Weakly dynamic dark energy via metric-scalar couplings with torsion

TL;DR

This paper explores a non-minimally coupled scalar field with torsion as a model for weakly dynamic dark energy, providing explicit cosmological solutions and constraints consistent with current observations and local gravity tests.

Contribution

It introduces a novel scalar-torsion coupling framework for dark energy, deriving explicit solutions and observational bounds, and highlights differences from a cosmological constant.

Findings

Dark energy can be weakly dynamic with torsion-scalar couplings.

Explicit cosmological solutions are consistent with observational data.

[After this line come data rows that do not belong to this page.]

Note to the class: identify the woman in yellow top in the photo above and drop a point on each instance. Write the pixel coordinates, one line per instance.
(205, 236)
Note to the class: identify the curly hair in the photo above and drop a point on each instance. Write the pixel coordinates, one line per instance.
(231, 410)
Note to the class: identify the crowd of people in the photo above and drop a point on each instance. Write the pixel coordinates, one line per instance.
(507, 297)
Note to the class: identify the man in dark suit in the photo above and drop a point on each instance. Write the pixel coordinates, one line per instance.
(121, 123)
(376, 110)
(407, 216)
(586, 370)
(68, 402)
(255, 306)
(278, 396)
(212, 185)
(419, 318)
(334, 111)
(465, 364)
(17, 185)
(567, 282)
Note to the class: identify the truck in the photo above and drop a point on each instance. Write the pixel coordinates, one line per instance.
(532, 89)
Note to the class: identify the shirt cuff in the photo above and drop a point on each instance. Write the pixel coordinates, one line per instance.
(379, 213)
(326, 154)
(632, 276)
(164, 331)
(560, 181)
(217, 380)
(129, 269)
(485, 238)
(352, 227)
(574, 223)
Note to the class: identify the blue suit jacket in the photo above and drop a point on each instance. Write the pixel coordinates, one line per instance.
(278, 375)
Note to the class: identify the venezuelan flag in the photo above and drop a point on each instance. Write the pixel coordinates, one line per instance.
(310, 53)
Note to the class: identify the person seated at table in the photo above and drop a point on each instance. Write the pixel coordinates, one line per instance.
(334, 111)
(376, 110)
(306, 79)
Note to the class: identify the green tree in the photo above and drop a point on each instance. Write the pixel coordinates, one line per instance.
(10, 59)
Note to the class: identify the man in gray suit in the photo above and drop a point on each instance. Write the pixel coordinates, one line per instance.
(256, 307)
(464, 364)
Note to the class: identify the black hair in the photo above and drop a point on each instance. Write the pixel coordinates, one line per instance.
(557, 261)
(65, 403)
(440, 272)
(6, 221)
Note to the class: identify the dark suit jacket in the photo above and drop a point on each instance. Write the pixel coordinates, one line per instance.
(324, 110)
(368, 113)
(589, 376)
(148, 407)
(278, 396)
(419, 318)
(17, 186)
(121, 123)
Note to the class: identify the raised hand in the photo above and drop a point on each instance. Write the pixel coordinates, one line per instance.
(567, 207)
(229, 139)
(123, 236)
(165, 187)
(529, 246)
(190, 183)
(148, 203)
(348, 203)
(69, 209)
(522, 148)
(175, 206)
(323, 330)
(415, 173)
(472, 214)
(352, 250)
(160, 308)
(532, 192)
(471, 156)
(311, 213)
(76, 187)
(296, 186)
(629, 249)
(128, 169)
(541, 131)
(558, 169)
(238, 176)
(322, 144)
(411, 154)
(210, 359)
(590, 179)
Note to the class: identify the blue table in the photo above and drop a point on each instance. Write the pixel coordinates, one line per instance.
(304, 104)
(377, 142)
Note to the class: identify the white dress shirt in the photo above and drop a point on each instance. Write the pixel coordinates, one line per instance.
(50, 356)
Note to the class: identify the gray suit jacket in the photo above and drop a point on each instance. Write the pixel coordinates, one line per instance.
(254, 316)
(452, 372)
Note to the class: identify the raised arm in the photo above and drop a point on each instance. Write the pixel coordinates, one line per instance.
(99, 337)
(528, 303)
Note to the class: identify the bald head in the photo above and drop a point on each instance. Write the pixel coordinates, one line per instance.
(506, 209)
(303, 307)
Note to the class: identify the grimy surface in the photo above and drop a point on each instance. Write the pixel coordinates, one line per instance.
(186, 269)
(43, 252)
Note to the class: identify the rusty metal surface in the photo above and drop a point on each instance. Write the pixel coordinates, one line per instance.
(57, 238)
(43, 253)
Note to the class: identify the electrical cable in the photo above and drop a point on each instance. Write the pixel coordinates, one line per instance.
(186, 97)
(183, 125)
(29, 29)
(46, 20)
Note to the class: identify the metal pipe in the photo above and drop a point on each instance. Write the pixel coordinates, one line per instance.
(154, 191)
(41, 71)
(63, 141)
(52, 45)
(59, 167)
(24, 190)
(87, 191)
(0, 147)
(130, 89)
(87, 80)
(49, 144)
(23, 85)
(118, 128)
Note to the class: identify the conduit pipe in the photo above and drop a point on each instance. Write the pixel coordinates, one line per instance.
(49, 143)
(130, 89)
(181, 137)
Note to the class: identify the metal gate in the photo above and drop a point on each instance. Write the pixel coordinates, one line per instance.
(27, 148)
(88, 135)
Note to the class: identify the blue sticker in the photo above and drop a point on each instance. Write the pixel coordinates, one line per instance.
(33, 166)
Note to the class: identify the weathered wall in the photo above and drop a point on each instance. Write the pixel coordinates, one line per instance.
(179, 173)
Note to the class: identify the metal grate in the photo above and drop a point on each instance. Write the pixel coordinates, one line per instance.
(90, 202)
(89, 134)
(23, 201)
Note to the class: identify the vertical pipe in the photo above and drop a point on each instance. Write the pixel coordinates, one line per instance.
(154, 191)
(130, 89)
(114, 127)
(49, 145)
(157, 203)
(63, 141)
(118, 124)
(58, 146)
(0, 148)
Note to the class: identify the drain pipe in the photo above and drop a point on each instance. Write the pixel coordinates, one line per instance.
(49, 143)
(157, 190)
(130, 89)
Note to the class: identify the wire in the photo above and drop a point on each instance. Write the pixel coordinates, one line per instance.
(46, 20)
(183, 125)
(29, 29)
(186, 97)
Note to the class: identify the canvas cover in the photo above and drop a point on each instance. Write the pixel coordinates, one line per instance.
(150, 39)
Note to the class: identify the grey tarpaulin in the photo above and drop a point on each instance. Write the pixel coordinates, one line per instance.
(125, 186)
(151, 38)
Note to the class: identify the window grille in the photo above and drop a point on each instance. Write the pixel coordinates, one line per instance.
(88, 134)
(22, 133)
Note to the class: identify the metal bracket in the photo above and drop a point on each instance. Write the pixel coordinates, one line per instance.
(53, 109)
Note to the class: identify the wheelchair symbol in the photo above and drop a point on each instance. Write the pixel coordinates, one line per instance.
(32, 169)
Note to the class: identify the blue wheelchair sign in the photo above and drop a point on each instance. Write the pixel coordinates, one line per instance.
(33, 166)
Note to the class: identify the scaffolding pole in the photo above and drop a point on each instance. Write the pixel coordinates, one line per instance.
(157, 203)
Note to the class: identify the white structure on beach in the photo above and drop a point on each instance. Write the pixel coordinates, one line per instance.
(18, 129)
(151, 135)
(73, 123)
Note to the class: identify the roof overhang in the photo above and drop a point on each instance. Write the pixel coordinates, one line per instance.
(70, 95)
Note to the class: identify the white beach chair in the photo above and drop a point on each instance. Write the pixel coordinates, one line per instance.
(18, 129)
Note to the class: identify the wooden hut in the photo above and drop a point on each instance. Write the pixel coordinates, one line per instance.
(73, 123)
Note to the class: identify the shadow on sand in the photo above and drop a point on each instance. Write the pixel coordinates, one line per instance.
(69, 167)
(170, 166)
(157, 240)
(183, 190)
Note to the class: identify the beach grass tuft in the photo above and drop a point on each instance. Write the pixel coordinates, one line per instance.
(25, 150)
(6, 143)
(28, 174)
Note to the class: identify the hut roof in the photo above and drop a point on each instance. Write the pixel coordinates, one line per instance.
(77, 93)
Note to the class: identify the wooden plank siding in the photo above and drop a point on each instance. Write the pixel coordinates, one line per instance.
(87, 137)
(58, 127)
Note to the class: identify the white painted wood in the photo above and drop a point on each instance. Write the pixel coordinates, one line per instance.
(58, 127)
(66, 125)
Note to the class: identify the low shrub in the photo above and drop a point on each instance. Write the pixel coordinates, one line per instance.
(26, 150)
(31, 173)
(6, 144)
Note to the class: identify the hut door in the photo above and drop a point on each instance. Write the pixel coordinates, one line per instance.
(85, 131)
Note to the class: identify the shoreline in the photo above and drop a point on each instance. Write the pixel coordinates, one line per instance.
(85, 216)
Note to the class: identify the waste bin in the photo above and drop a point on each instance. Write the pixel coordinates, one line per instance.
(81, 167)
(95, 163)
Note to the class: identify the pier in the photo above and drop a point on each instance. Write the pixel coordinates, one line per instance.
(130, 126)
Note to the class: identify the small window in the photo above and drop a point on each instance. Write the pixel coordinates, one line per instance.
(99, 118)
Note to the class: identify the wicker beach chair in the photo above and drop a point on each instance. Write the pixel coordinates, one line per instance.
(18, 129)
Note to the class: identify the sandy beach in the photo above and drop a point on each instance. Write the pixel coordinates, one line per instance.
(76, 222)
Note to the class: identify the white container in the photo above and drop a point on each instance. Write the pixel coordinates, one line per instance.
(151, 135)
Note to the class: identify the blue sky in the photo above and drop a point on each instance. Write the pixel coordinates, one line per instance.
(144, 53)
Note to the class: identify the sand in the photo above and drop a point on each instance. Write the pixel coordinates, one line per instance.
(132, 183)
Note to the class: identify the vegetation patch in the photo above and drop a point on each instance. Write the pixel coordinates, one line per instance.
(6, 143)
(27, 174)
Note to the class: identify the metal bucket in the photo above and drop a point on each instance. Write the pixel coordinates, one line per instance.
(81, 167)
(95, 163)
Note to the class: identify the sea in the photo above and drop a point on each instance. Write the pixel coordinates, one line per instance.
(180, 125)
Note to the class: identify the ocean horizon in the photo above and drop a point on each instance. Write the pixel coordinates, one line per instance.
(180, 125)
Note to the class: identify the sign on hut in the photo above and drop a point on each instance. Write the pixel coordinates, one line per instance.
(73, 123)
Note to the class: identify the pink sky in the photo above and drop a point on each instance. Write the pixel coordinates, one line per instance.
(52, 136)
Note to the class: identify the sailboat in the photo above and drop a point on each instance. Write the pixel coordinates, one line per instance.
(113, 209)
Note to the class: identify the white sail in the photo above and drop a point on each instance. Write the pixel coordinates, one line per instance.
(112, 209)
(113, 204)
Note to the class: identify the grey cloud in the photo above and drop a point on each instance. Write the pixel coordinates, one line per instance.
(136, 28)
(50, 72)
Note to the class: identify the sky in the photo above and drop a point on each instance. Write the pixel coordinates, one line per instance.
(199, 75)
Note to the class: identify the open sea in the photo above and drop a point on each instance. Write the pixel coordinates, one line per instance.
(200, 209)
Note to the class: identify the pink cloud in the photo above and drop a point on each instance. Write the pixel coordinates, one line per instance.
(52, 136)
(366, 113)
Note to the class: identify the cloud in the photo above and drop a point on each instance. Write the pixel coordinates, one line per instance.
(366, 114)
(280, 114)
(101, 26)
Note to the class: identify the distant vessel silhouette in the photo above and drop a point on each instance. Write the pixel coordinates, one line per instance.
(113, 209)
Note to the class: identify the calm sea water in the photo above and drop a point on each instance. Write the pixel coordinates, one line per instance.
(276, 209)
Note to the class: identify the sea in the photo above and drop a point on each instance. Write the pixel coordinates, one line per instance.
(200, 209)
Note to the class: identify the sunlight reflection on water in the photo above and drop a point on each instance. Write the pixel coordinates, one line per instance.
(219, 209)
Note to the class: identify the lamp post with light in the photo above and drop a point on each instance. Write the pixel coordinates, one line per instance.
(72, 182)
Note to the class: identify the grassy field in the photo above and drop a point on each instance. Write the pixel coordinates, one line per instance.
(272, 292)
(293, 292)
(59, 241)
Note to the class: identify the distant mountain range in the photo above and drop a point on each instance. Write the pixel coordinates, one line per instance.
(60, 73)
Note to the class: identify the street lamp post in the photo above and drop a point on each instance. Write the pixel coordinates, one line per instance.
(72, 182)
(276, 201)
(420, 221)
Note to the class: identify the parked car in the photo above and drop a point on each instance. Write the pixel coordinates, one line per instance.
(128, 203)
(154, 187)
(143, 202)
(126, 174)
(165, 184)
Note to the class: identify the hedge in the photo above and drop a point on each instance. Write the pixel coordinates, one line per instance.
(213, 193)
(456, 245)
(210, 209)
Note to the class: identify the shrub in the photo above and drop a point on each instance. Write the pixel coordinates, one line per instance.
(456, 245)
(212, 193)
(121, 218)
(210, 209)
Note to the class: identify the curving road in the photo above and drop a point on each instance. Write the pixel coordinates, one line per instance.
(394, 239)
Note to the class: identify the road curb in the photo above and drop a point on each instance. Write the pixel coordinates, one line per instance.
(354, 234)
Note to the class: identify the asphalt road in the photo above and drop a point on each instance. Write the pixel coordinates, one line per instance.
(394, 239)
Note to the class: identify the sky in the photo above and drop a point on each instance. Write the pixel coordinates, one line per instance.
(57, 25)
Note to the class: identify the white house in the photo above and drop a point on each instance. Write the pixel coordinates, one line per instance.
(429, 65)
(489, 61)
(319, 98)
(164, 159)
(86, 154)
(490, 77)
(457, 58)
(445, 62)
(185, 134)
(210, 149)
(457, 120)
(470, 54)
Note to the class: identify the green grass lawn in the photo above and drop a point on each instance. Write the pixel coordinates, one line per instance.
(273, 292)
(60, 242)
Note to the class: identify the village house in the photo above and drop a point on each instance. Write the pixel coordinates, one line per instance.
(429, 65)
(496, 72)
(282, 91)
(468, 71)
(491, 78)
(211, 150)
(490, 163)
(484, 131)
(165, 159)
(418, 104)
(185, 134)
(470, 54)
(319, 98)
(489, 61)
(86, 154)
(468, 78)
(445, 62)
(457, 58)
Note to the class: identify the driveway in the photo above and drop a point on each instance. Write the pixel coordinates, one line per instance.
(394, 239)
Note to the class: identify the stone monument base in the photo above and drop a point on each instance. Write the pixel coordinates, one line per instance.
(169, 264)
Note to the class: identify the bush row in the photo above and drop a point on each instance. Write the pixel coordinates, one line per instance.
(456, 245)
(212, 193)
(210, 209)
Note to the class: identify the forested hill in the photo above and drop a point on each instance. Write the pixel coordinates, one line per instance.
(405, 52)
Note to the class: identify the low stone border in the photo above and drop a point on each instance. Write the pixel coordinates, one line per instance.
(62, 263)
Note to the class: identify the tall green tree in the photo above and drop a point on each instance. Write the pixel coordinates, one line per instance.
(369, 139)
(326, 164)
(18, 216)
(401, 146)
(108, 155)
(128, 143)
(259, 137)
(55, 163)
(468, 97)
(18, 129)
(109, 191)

Upper bounds on torsion parameters and large Brans-Dicke parameter are established.

Abstract

We study the dynamical aspects of dark energy in the context of a non-minimally coupled scalar field with curvature and torsion. Whereas the scalar field acts as the source of the trace mode of torsion, a suitable constraint on the torsion pseudo-trace provides a mass term for the scalar field in the effective action. In the equivalent scalar-tensor framework, we find explicit cosmological solutions representing dark energy in both Einstein and Jordan frames. We demand the dynamical evolution of the dark energy to be weak enough, so that the present-day values of the cosmological parameters could be estimated keeping them within the confidence limits set for the standard $\L$CDM model from recent observations. For such estimates, we examine the variations of the effective matter density and the dark energy equation of state parameters over different redshift ranges. In spite of being weakly dynamic, the dark energy component differs significantly from the cosmological constant, both in characteristics and features, for e.g. it interacts with the cosmological (dust) fluid in the Einstein frame, and crosses the phantom barrier in the Jordan frame. We also obtain the upper bounds on the torsion mode parameters and the lower bound on the effective Brans-Dicke parameter. The latter turns out to be fairly large, and in agreement with the local gravity constraints, which therefore come in support of our analysis.